Julia Bloch: Here’s how one old memory goes. In 1992 or 1993 Minneapolis central library, the slippery escalators, the wet sidewalk from Loring Park to Hennepin Avenue, full of smoke. Maybe this is how long time takes precisely. I clean like my medicine skips. The page, eyeglass is a form of medicine from late menstrual to early ovulation. It’s easier to say the thing unless it isn't one, and one, and two, and seven, and seven, and the face empties.

Julia Bloch: Time is participatory. Timing is actual, whereas other actions are diaphanous. To time is to wait. To see is to make virtual. And to make virtual is to align body with signal to count moons counter-clockwise.

Julia Bloch: Either you get the book or you get the concept, you get the chart or the seam ripper. Both are forms of policing, a feeling that’s right in the thigh. A ritual breaks into steps. Each step produces a result. Each result wins or loses. Each result leads to another step. The steps lock into each other. Total payoff.

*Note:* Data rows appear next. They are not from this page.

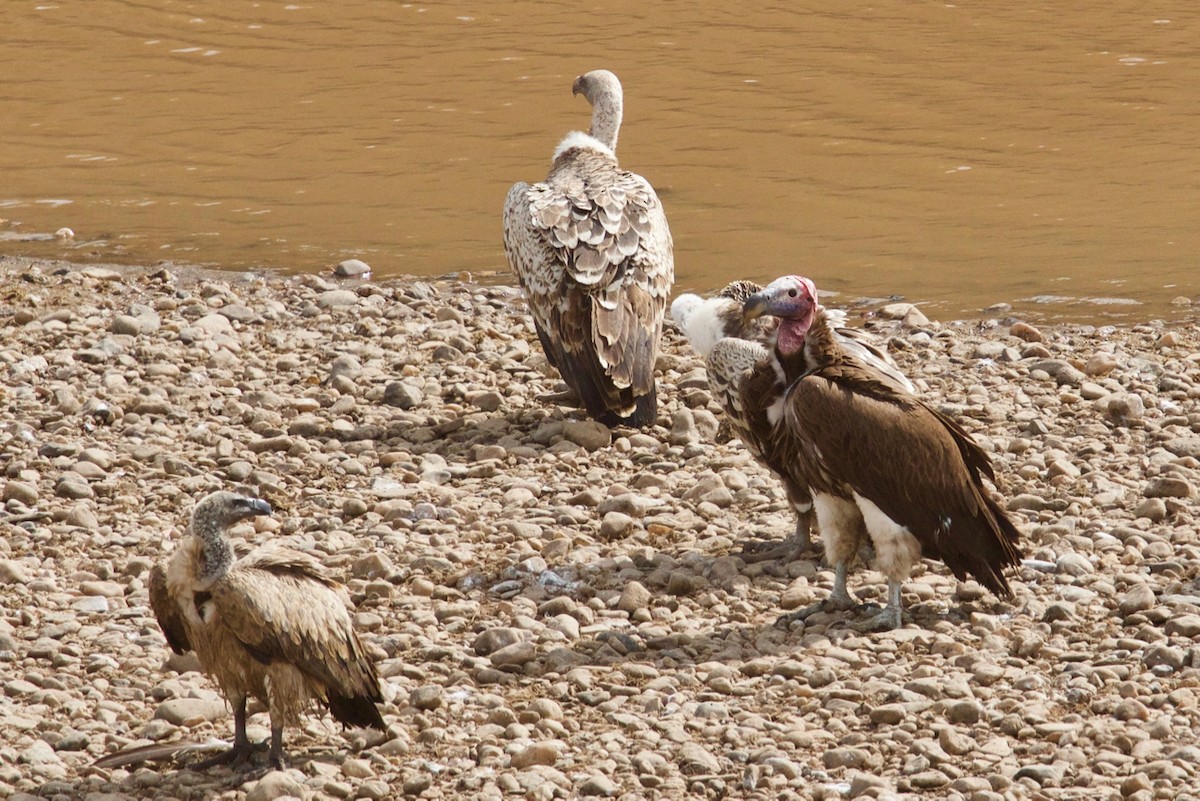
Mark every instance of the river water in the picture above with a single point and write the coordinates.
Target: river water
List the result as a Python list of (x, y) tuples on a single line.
[(953, 154)]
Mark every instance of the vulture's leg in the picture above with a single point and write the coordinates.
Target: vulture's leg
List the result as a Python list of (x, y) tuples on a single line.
[(897, 550), (841, 531), (568, 397), (275, 759), (243, 748), (892, 615), (840, 598)]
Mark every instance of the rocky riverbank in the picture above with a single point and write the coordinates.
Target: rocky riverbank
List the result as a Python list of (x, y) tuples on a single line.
[(558, 609)]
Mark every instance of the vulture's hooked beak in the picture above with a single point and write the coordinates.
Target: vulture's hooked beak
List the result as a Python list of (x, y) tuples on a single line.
[(256, 506), (791, 297), (757, 305)]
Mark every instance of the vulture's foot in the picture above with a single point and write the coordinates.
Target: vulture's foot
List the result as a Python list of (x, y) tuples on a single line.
[(237, 758)]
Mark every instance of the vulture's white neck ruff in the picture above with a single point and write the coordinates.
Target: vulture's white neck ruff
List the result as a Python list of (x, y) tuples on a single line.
[(583, 140)]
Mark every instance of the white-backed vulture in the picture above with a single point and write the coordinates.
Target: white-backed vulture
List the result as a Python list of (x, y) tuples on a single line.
[(745, 383), (874, 455), (271, 625), (592, 251)]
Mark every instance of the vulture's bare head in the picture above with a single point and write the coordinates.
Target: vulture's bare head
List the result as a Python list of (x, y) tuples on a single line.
[(223, 509), (604, 91), (597, 84), (793, 300)]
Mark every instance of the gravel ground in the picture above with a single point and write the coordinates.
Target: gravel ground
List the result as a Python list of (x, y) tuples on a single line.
[(559, 609)]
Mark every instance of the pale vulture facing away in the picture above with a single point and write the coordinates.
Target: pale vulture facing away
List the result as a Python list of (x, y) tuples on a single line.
[(592, 250), (745, 383), (880, 462), (271, 625)]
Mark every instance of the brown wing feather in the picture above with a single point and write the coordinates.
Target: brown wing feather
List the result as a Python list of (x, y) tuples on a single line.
[(167, 612), (857, 434), (283, 608)]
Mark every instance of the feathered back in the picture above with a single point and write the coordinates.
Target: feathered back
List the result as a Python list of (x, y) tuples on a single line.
[(593, 252), (861, 434)]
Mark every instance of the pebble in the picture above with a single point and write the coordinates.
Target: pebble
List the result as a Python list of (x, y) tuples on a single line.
[(353, 269), (587, 434), (191, 711), (1138, 598), (24, 493), (337, 299), (635, 596), (598, 784), (427, 697), (539, 753), (276, 784)]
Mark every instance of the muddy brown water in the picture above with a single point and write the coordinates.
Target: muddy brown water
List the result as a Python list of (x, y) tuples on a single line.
[(958, 155)]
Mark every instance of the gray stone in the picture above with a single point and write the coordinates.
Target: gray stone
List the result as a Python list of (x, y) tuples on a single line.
[(598, 784), (965, 711), (1043, 775), (191, 711), (352, 269), (1187, 626), (276, 784), (616, 525), (1138, 598), (1169, 487), (514, 655), (683, 428), (1185, 446), (214, 324), (1074, 564), (1061, 371), (539, 753), (21, 492), (12, 572), (695, 759), (337, 299), (587, 434), (402, 395), (493, 639), (426, 697), (635, 596)]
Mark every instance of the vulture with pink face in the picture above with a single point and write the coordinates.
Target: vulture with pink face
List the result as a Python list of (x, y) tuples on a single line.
[(749, 387), (592, 251), (879, 461)]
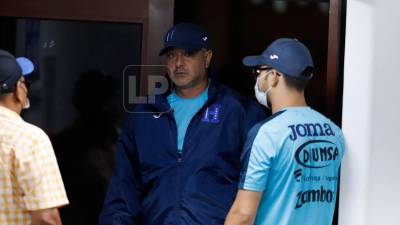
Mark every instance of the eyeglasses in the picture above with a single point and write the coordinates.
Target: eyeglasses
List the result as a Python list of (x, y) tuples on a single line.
[(256, 71)]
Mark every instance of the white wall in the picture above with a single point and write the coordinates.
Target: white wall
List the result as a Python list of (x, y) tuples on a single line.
[(370, 183)]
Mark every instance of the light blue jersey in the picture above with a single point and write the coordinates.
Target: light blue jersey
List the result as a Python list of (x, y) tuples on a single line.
[(293, 158), (184, 110)]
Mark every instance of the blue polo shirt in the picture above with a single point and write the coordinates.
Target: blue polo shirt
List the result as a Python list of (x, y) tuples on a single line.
[(293, 158), (184, 110)]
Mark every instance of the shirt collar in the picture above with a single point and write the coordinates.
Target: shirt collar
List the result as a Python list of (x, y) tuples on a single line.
[(8, 113)]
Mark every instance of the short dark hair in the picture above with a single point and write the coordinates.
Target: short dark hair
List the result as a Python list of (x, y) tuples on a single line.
[(297, 84)]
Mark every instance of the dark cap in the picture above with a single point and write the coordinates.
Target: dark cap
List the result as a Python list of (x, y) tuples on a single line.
[(288, 56), (187, 36), (11, 69)]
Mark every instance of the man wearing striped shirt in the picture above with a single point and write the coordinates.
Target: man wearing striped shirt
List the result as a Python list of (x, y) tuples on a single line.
[(31, 188)]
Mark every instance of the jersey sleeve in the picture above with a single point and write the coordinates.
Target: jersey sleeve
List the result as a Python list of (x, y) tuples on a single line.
[(257, 158)]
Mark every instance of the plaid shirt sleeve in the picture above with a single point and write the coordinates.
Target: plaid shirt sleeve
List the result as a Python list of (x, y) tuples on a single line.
[(38, 175)]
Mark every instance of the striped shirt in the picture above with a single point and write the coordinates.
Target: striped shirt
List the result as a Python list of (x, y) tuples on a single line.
[(29, 176)]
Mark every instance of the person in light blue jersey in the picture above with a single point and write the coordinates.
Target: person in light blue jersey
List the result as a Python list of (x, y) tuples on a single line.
[(290, 160)]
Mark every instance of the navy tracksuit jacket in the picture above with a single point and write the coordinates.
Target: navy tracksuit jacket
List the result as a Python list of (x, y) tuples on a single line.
[(154, 185)]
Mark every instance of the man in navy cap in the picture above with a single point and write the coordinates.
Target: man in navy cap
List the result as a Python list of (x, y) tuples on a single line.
[(291, 160), (181, 166), (31, 187)]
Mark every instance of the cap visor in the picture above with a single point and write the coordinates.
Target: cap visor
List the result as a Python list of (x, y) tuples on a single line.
[(187, 48), (26, 65), (254, 60)]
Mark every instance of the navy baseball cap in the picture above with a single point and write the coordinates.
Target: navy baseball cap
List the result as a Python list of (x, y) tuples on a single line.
[(289, 56), (11, 69), (187, 36)]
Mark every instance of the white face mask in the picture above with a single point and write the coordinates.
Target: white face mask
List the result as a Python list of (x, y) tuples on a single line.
[(262, 97)]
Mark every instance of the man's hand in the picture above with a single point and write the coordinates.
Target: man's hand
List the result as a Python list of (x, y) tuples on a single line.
[(244, 209), (46, 217)]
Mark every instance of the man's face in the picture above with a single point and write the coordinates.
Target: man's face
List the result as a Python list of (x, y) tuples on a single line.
[(188, 69)]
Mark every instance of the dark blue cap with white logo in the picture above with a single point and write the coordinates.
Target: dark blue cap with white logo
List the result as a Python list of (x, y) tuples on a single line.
[(187, 36), (11, 69), (288, 56)]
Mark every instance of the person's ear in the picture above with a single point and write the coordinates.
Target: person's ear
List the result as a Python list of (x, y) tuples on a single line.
[(208, 56), (20, 92), (275, 77)]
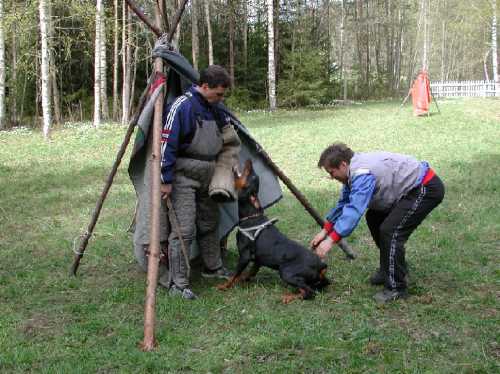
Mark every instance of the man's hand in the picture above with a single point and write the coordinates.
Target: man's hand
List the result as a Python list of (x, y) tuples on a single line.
[(318, 238), (324, 247), (165, 190)]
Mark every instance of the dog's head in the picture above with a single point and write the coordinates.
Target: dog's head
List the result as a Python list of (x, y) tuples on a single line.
[(247, 184)]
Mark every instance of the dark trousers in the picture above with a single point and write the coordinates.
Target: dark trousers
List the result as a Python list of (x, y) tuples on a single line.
[(390, 230)]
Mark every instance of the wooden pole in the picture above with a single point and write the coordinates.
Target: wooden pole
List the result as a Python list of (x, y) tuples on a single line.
[(346, 248), (109, 181), (149, 343)]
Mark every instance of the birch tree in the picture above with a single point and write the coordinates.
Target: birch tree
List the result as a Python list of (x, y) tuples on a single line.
[(195, 44), (206, 3), (46, 97), (231, 15), (2, 68), (115, 62), (97, 65), (271, 73), (126, 57), (52, 68), (103, 67), (245, 35), (494, 52)]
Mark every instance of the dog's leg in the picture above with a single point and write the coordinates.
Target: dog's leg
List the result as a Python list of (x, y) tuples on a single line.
[(289, 297), (305, 292), (252, 273), (243, 262), (323, 281)]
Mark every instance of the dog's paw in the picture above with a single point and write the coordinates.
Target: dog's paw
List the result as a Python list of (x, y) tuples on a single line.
[(288, 298), (223, 286)]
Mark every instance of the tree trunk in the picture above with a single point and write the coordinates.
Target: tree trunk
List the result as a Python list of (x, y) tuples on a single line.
[(103, 67), (206, 3), (342, 62), (232, 15), (195, 42), (115, 63), (52, 67), (46, 97), (2, 69), (13, 101), (245, 36), (443, 43), (494, 53), (97, 65), (134, 76), (126, 53), (426, 32), (276, 39), (177, 35), (271, 74)]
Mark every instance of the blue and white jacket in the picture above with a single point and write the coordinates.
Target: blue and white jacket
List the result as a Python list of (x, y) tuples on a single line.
[(179, 127), (376, 180)]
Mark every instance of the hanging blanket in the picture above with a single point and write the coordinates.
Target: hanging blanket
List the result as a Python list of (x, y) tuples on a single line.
[(180, 76)]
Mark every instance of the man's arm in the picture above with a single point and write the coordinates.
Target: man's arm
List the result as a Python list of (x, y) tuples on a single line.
[(331, 218), (362, 189), (177, 124), (361, 192)]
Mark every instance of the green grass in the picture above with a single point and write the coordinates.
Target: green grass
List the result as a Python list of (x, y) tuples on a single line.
[(51, 322)]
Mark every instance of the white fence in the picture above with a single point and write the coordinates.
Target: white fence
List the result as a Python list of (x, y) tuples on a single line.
[(465, 89)]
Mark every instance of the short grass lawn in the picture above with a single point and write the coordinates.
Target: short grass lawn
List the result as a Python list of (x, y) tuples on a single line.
[(52, 322)]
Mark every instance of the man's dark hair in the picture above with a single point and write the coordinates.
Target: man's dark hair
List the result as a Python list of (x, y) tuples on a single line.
[(215, 76), (334, 154)]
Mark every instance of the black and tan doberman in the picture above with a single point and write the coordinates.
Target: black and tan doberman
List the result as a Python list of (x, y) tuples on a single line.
[(261, 243)]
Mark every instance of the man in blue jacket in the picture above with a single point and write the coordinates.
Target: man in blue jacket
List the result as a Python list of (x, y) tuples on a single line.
[(191, 142), (396, 191)]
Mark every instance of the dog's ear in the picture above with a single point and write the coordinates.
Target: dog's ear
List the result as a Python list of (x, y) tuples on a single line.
[(248, 168), (236, 171)]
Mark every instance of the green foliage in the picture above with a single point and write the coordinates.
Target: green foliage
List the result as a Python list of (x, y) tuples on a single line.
[(51, 322), (302, 85)]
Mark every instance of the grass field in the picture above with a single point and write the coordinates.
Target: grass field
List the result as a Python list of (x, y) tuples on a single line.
[(51, 322)]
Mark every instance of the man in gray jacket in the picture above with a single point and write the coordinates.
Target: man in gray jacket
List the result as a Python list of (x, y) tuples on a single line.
[(192, 140), (396, 191)]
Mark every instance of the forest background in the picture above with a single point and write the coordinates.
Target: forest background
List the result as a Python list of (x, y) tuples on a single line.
[(321, 51)]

Julia Bloch: The word in the salad chewed by coauthors of a future wrapped in fabric. There’s tenderness in naming and tenderness and taking the name away. A name is a lens. A lens keeps something clean and also warps. A lens can start a fire, so don’t bother. What does it mean to take a name away? I've been writing toward this question since 4:30 p.m.

Julia Bloch: Scrutiny as intimacy. A fragrance of knowing. Hold and lick at it like a fruit. What do they mean as misery feminine? Citrine is for work. Maybe a venturing. Heat from the new laptop for the torque sacroiliac joint. Hold it. Can’t have cake, can’t have soda, can’t have beer, can’t have coffee, can’t let availability drip from your earrings. Can’t click open. Can’t suck licorice. Can’t take airplanes. Can’t hear the other one.

Julia Bloch: Mara says, “Pick up your painful reality swords,” and Lorraine says, “Throw things to the flood,” and I am lonely, lonely, lonely. Everyone’s hoarding everything out of the time.

Julia Bloch: Get the lung behind the rib cage. Want is trigger and container. Want is actually a pillar built of natural and synthetic fibers pushing forward from spine to breastbone. “Backbends are good for fear of death,” Ellen says. Breathe into the space behind your rib cage. Put your hands on the pillar and drag your spine down to the floor. See, the pillar won’t move. The room won’t fall. Fourth street hot like a muscle. Pillar props up the spine with a dark piece of plastic behind the kidney. The body in particular, all its animate parts, this red cord between two bodies, one real, one imagined. Imagination is lovely. It all comes down to the thing.